Review: Freeway - The Chet Baker Journey Live

Sydney Opera House, 20th July 2012

Reviewed by John Shand in The Sydney Morning Herald, 23rd July 2012

Glorious songs lift homage to fragile star

IN THE 1950s Chet Baker was jazz's pin-up boy. He absorbed New York's blazing bebop, and responded with restrained, lyrical, Los Angeles trumpet playing. When he took to singing, his voice was unfashionably light and boyish, but disarmingly candid and affecting.

Written by Bryce Hallett and Tim Draxl, Freeway is as fine a piece of cabaret as has been hatched in Australia. Already good when it premiered in 2010, it has banished any slight awkwardness in the interaction between the spoken-word material and the glorious songs associated with Baker.

The information imparted by Draxl - who also stars - colours and contextualises the songs. When he becomes Baker he draws us into the mind of the man who produced such music; who, perhaps too delicate a spirit to endure a ruthless world, found solace in heroin.

While Draxl does not seek to impersonate Baker when singing, the natural timbre of their voices is eerily similar. Draxl's could ride high on the slightest puff of a rhythmic updraught, and float across bar-lines as serenely as a hot-air balloon might traverse craggy ranges.

He phrased My Funny Valentine so each note was a little climax, while the feeling remained relaxed.
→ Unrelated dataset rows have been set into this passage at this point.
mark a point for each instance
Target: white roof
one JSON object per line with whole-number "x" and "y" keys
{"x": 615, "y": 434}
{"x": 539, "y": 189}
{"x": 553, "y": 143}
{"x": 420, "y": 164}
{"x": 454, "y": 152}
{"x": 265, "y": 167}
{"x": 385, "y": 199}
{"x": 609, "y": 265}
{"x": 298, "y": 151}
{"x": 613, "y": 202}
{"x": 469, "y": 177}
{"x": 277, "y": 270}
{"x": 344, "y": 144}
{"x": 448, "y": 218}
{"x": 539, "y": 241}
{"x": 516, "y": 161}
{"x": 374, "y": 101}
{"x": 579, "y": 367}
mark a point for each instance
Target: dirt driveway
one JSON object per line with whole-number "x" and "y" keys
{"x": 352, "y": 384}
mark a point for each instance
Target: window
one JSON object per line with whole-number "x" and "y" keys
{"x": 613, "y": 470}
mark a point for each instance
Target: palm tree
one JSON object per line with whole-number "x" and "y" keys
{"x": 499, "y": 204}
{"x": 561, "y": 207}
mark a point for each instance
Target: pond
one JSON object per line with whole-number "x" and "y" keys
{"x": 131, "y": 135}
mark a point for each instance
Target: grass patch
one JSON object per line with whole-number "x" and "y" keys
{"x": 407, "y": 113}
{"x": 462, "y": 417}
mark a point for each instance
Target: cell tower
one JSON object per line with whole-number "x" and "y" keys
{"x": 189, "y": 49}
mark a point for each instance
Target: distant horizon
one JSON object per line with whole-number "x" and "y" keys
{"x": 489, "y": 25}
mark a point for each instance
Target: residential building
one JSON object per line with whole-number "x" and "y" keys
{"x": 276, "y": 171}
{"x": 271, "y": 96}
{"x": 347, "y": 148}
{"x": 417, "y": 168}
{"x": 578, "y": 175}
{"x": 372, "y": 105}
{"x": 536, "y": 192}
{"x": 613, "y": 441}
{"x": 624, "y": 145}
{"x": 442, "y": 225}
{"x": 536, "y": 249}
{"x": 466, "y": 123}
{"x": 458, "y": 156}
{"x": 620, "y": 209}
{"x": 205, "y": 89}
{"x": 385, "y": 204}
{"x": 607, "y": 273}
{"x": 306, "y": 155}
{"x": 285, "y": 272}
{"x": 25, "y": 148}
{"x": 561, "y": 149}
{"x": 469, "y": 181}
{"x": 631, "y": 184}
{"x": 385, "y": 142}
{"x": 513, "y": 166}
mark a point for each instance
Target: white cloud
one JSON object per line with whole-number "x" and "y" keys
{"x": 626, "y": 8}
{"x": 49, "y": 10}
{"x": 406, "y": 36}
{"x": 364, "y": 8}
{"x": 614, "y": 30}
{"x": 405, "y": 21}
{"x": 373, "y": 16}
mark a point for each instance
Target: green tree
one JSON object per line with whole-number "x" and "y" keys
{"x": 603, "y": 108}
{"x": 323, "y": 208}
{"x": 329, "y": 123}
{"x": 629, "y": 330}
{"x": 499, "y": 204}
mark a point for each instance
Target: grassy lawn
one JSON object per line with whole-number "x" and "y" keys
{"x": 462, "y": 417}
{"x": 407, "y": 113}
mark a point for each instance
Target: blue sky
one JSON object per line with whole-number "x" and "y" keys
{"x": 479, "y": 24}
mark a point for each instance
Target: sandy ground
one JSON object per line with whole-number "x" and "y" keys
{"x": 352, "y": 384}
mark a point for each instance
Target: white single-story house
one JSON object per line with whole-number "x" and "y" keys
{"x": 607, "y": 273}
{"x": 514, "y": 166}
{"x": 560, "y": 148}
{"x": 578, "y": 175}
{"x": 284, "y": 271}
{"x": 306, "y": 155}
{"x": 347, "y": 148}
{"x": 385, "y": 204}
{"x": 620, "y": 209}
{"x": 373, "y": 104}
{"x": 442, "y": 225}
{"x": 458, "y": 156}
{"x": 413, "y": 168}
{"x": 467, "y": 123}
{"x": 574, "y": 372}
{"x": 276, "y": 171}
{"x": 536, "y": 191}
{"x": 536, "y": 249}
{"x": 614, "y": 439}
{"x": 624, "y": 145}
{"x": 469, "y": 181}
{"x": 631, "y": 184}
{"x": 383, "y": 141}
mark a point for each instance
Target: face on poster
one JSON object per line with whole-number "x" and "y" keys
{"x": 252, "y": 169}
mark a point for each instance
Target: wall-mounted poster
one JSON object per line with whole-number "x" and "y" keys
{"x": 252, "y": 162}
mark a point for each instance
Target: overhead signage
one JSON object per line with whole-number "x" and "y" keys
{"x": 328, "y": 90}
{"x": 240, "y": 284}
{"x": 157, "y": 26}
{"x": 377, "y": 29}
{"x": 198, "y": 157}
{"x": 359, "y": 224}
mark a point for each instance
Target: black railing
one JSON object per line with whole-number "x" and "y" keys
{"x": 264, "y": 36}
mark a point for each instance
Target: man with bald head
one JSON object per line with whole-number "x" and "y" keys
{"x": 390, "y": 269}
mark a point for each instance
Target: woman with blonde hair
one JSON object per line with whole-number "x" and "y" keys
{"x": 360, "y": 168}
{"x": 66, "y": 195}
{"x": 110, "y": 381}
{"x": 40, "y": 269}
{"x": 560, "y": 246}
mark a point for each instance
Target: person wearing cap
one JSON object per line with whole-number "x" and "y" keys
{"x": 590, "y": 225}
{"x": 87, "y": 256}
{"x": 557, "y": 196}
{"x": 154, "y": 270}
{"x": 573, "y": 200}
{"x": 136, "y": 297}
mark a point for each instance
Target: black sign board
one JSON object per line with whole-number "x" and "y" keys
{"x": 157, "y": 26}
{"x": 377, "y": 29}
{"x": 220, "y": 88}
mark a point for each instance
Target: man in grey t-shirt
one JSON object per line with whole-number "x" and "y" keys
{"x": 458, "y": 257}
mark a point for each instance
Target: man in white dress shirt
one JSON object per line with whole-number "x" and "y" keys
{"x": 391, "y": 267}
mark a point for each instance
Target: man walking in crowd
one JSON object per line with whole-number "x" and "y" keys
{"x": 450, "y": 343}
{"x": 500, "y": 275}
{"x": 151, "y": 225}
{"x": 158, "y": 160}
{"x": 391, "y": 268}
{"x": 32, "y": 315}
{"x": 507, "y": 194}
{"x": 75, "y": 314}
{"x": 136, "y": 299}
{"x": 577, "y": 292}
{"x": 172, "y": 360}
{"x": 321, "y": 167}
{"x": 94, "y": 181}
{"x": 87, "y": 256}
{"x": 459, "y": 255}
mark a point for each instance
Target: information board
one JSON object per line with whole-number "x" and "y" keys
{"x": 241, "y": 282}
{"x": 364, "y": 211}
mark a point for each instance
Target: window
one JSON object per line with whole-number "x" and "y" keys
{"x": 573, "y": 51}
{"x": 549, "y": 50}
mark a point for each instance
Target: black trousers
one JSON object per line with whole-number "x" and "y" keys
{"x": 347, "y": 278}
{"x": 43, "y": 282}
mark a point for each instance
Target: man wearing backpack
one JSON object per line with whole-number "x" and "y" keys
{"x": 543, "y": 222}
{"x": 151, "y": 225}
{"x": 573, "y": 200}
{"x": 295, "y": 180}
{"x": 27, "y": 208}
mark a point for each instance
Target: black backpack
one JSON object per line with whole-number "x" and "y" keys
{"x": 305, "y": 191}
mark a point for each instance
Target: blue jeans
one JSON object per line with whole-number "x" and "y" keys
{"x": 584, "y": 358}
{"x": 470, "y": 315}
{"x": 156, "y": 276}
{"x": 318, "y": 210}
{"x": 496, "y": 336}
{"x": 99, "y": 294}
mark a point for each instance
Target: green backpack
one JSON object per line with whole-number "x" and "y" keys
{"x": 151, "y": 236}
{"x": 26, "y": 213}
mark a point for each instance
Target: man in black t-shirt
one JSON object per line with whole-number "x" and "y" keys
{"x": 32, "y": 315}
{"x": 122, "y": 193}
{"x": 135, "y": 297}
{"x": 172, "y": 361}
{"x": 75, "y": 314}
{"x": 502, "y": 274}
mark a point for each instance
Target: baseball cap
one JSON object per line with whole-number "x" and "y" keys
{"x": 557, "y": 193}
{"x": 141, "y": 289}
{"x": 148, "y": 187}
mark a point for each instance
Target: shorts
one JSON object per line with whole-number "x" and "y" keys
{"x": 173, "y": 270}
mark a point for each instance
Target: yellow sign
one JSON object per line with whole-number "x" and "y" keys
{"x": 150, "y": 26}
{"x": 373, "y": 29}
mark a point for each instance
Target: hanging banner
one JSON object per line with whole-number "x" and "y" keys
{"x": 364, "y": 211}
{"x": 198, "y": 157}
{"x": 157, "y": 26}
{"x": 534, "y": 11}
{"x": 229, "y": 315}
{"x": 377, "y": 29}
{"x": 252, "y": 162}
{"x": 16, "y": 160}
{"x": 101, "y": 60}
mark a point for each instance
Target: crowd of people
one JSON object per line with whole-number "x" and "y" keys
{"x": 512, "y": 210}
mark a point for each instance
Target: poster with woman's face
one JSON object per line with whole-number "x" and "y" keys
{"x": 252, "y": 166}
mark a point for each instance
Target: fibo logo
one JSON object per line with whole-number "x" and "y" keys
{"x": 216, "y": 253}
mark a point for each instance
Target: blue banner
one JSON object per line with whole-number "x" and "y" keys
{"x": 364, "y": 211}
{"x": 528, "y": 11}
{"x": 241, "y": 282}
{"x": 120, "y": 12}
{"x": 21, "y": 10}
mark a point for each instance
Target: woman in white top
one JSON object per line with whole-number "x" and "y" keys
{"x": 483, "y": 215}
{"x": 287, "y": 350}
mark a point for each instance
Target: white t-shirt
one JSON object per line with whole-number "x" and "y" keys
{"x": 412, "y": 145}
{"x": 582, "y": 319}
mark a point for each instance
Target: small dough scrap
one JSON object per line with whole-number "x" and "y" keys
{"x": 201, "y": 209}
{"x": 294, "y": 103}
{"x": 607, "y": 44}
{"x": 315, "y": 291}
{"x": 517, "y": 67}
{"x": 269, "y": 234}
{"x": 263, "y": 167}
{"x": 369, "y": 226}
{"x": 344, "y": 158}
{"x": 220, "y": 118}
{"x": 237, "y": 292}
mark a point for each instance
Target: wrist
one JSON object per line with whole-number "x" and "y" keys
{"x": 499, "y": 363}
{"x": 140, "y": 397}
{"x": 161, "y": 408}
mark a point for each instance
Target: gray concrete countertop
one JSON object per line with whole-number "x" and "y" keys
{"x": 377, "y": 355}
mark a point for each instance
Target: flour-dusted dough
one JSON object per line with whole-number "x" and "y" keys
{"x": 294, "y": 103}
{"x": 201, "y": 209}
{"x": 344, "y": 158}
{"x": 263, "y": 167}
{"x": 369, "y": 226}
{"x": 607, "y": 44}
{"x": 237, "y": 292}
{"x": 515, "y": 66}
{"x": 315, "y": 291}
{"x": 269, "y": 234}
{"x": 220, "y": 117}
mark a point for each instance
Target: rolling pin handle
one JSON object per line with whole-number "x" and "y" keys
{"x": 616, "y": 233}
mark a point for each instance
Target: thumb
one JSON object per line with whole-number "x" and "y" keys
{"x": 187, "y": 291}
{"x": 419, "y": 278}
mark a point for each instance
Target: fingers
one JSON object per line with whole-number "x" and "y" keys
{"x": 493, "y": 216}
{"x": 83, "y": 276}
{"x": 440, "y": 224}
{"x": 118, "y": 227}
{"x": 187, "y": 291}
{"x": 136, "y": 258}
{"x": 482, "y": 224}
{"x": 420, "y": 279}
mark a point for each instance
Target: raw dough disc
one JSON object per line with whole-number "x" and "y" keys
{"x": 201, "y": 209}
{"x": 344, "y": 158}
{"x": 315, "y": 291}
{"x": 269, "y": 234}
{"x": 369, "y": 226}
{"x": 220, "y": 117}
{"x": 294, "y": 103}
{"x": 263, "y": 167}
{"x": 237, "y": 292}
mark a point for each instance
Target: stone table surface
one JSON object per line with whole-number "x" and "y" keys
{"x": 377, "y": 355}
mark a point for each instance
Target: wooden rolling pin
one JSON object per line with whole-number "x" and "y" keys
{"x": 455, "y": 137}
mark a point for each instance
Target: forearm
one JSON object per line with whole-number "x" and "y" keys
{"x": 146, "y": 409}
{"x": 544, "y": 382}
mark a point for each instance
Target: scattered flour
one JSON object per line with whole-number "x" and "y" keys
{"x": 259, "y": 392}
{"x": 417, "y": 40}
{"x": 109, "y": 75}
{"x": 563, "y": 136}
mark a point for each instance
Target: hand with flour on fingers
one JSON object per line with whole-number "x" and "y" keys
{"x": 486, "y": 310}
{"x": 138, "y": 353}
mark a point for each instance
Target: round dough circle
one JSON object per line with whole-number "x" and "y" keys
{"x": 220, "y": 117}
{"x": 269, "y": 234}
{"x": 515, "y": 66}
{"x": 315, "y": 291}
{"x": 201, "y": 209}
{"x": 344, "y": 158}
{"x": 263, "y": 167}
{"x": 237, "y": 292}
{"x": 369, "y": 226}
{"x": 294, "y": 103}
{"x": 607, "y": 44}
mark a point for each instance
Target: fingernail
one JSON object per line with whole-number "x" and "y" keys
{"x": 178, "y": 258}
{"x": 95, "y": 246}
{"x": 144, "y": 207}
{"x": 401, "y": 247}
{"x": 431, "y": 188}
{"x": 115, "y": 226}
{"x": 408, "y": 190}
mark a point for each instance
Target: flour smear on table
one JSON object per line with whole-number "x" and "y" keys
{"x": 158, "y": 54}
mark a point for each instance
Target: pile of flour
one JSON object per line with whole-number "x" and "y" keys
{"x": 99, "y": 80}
Like Baker he eschewed drilling home emotions, instead using coolness and restraint to compound poignancy, as did Warwick Alder in his trumpet playing.

You Don't Know What Love Is began with ghostly piano from Ray Alldridge, against which Draxl's voice was at its most fragile, echoed by the vulnerability seeping from each trumpet note.

These Foolish Things had singing to shame most of our specialist jazz vocalists over lovely, cascading piano figures. The starkness of The Thrill Is Gone was intensified by Dave Goodman's diaphanous drumming, and Dave Ellis's bass solo on Born To Be Blue was magnificent in its invention, honesty and luxuriant sound.

Although Draxl may be a more assertive singer than Baker, the show generated that singular combination of emotional brittleness and tender romance.